WASHINGTON--The US Securities and Exchange Commission says it is planning to sue Currency Trading International, a defunct California forex brokerage, for fraud in the sale of foreign currency options. The SEC says that CTI illegally took $16 million in commissions between 1994 and autumn 1998. A date for the trial has note yet been scheduled, according to an SEC spokesperson.

The SEC says that it has filed an enforcement action in a federal court in Santa Ana, California against Currency Trading International Inc, its owners Brian Moore, Craig Cunningham and its managers Craig Wiginton, James Kelsall, Christian Weber and Robert Shane Jones. Attempts by FX Week to contact the defendants for comment were unsuccessful.

The SEC alleges that the defendants engaged in the fraudulent offer and sale of foreign currency options in a high-pressure telephone campaign. The SEC says that Currency Trading International told more than 900 investors in California, Ohio, Georgia and Colorado, that they could expect to double or triple their money by investing in FX options, misrepresenting their speculative nature.

The SEC says the high returns promised by the company were unlikely to materialize due to the high commissions charged on the purchase and sale of each option. The company sought to cover its losses by pressing investors to provide further funds.

The SEC alleges that the defendants did not return funds to investors, allow investors to control activity in their accounts or permit investors to sell options positions without buying new positions.

Currency Trading International folded in late 1998 after Bear Stearns, its clearing firm, cancelled its clearing agreement.

The future court case highlights the regulatory problems associated with currency trading in the US which is largely unregulated. This lack of supervision could also be a major factor in hindering the development of retail, internet-based currency trading outfits.

Securities trading, and other areas such equities, bonds and commodities in the US are some of the most heavily regulated markets in the world. However, there is no international body that regulates the foreign exchange markets.

One of the major problems for the US is that banking law is federal law, and therefore country-wide. Regulations outside banking law, however, vary from state-to-state.

Individual US states have state financial comptrollers and enforcement attorneys.
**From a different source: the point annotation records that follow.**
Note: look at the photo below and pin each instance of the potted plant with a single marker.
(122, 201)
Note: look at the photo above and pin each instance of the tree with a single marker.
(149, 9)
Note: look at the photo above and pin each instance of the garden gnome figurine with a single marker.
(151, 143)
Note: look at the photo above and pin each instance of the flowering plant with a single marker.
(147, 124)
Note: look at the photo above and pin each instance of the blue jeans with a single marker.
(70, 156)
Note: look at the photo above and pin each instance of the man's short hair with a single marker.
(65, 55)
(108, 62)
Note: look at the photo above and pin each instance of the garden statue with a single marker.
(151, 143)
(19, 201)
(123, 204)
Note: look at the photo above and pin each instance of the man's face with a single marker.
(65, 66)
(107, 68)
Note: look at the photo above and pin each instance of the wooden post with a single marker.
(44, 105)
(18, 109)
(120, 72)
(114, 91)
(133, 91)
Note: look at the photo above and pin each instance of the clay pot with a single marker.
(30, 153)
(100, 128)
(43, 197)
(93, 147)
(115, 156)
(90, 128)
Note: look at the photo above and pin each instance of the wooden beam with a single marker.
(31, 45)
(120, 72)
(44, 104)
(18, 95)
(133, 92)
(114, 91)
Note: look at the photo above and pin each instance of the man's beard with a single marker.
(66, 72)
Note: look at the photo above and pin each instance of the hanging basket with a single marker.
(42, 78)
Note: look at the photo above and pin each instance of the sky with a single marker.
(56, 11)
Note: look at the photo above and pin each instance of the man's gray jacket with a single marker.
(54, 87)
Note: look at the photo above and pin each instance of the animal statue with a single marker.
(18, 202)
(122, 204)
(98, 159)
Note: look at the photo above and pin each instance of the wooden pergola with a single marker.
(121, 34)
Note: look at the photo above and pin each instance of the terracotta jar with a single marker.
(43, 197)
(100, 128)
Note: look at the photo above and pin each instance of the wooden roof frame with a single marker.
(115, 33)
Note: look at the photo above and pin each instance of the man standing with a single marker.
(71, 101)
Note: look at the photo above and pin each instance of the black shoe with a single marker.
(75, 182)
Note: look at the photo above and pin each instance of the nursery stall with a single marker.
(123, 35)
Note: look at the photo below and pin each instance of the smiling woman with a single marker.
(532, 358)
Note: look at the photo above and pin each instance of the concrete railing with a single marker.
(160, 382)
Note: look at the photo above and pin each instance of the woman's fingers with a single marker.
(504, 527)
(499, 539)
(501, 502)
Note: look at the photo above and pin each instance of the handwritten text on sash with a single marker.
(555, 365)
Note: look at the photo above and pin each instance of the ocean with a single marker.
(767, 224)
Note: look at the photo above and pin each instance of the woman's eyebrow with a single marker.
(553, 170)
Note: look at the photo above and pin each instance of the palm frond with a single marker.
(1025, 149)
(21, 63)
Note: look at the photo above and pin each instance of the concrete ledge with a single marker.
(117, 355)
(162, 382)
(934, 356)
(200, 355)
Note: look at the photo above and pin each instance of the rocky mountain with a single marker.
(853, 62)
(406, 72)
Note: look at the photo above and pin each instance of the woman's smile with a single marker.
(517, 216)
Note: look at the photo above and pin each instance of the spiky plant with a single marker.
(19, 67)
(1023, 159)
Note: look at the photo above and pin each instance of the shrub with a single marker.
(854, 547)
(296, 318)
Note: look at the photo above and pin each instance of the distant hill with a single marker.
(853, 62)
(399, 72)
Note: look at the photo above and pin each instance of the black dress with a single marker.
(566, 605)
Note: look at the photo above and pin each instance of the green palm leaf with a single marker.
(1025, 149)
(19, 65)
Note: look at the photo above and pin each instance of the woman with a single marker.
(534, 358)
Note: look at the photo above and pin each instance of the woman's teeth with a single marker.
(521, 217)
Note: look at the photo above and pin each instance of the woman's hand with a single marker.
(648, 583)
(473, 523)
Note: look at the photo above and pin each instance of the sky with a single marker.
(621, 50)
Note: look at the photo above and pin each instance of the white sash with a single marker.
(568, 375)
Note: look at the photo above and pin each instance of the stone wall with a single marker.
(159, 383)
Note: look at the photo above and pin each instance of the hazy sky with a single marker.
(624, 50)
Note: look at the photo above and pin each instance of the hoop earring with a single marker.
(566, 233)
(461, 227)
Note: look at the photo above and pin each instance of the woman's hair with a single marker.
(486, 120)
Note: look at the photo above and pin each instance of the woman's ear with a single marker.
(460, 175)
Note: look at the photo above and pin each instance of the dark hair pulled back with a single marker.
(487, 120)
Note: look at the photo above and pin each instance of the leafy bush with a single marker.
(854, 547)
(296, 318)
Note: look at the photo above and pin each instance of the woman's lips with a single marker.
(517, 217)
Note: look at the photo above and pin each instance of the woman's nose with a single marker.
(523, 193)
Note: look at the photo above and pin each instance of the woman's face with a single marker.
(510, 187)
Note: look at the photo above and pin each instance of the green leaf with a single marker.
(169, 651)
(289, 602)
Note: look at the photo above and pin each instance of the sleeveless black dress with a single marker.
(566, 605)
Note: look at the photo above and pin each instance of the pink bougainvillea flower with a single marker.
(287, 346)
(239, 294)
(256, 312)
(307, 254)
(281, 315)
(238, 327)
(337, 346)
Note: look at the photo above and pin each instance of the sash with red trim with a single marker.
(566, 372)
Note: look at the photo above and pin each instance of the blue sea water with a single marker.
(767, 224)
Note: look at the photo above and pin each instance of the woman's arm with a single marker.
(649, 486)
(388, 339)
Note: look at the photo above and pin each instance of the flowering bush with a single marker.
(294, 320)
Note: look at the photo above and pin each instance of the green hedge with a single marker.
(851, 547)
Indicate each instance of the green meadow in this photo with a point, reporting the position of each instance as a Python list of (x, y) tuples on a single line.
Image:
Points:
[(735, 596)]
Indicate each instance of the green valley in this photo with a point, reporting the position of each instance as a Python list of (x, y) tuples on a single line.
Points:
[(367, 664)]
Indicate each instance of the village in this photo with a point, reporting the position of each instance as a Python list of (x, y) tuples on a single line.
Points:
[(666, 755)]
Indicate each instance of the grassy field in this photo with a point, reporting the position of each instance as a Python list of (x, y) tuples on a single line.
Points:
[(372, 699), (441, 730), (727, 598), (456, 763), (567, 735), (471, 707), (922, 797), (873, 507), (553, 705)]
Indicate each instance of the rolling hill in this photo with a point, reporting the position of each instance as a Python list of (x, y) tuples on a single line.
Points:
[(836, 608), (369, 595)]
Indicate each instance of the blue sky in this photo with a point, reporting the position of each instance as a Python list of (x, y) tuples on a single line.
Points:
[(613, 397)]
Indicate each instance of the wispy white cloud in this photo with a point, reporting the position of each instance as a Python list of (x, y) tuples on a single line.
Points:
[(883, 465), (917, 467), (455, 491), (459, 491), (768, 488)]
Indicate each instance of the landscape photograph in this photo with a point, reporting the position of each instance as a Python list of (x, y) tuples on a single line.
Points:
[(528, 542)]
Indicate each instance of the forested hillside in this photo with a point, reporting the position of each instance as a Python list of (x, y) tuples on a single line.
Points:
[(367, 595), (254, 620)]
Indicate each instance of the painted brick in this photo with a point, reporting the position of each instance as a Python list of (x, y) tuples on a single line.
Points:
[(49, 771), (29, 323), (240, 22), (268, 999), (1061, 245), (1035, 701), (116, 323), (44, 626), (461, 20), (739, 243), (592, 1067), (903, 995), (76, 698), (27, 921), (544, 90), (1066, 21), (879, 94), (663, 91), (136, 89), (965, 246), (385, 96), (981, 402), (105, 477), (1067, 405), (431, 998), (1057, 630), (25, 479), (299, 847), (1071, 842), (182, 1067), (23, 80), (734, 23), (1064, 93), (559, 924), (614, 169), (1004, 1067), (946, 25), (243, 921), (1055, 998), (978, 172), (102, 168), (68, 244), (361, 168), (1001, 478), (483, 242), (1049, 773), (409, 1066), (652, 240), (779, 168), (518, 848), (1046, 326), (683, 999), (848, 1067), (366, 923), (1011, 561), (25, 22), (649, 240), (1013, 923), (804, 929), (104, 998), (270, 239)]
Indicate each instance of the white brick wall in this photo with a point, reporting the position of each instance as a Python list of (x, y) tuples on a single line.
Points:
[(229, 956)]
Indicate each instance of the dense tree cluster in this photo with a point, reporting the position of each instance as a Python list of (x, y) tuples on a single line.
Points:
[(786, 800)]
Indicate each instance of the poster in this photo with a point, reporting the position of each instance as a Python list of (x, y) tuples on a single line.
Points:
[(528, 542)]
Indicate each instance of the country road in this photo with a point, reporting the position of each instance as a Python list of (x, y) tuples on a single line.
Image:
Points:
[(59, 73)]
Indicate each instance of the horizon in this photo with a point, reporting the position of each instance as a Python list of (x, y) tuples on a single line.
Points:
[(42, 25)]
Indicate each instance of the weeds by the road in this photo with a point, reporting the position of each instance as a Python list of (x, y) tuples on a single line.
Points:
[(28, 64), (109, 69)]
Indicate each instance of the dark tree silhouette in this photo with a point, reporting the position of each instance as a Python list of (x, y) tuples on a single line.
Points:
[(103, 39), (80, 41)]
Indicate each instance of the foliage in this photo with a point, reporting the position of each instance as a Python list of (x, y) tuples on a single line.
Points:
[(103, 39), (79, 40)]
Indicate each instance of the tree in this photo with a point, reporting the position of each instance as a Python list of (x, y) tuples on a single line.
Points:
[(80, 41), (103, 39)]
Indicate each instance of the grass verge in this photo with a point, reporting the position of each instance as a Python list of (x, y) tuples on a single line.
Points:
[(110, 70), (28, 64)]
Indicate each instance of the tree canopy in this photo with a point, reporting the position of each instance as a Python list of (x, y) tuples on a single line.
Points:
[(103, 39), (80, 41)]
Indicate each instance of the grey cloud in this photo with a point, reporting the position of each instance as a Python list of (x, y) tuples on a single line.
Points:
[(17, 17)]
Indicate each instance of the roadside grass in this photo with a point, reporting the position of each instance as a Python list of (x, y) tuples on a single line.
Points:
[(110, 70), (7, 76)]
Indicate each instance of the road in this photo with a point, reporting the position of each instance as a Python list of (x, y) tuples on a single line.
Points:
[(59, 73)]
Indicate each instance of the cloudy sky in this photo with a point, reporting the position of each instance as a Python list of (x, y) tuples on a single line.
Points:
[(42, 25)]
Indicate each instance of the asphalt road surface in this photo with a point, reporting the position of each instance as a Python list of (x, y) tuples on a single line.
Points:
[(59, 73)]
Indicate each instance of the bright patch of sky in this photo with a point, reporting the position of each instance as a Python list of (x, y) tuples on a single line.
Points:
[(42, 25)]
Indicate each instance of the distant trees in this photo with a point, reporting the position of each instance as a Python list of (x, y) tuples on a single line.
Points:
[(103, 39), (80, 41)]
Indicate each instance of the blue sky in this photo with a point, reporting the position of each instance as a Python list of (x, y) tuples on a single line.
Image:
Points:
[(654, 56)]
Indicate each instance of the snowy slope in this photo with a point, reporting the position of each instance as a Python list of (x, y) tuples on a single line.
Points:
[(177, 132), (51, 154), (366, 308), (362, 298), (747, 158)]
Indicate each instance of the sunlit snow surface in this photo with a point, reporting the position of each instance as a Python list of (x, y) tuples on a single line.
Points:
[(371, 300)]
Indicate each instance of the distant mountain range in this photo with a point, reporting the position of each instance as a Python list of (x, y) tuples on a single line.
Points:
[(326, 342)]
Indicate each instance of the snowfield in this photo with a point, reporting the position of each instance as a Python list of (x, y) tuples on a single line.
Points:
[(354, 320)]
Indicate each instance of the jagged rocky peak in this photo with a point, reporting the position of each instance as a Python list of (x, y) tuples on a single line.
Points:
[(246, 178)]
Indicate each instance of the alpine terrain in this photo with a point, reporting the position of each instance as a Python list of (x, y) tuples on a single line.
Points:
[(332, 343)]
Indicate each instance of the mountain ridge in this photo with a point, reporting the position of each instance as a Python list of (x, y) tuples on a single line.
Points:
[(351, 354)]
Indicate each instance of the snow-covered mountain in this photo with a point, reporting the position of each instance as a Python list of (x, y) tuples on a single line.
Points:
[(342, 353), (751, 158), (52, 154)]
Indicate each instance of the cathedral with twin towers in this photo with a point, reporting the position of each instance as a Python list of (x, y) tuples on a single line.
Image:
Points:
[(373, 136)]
However, their regulatory powers are limited to action being taken after the event, rather than stopping fraudulent schemes during their operation.

The SEC says that it is seeking an injunction, civil penalties and disgorgement with prejudgment interest against each of the defendants for violating the anti-fraud provisions under section 17 (a) of the Securities Act of 1933 and section 10 (b) of the Securities Exchange Act of 1934 and rule 10 (b) thereunder.